There are essential analogies, in his view, between Nature and Nurture or between genetic inheritance and socio-cultural transmission; and these analogies are to be captured by adopting the language of information theory—i.e., by analysis in terms of “codes,” “messages,” and “programs.”

This vast extension of Jacob’s natural philosophy into human affairs may be appealing to students of transformational grammar.8 But the rest of us would do well to tread more carefully. For human affairs—notoriously, in Descartes’s own view—lack precisely the kind of tight and self-correcting, or “systemic,” organization typical of physiological systems in organisms. The “organization” of entire societies is something less than organic; the behavioral “codes” of human groups are only very partially codifiable; the so-called “social system” is a good deal less than systemic.9 In short, the integration of Jacob’s “cultural and social integrons” is far from complete. If the course of History did indeed conform to a standard mathematical procedure or “algorithm,” how happy that would have made Hegel! Failing that, the extension of terms like “logic,” “code,” and “algorithm” from molecular biology into evolutionary history—and still more into human affairs—involves a somewhat questionable set of metaphors.

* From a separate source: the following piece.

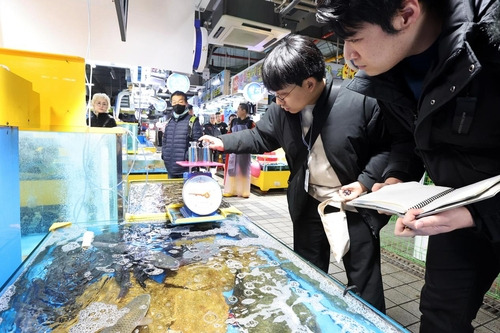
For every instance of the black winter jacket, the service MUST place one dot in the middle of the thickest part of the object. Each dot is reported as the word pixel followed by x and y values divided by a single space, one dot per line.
pixel 455 126
pixel 353 137
pixel 175 143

Here again, of course, Jacob’s sketch of a sociology of integrons is in a familiar French tradition. (When did he last read Durkheim?) Yet the deficiencies inherent in any organic theory of politics, culture, and society are not overcome simply by restating it in the terminology of information theory and molecular biology. Far more to the point is Jacob’s suggestion that we explore further the parallels between sociocultural change and organic evolution.10 An evolutionary analysis of the processes by which cultures and institutions, languages and concepts change over time will, however, have to be an essentially historical and populational analysis. So the evolutionary analogies we need in order to improve our understanding of society and culture are those that come, not from molecular biology and cell physiology, but from population dynamics and population genetics: i.e., from precisely those aspects of organic evolution that Jacob himself ignores.

After all, syntactical and other “codes” can acquire a semantic sense only when put to use in larger human Lebensformen; “programming” is an activity by which computers are enculturated to our historical situations and problems; while—as our experience with nineteenth-century historicism testifies—“logic,” even when supplemented by “dialectic,” has proved a feeble instrument for the analysis of historical processes.

Like all Cartesians, the structuralists will no doubt go on trying to enclose the flux of history in fixed, universal categories; and the results of their efforts will often be illuminating, up to a point. But, in the last resort, the Protean character of history—especially, the history of human life and problems—will continue to overflow all such tidy boxes.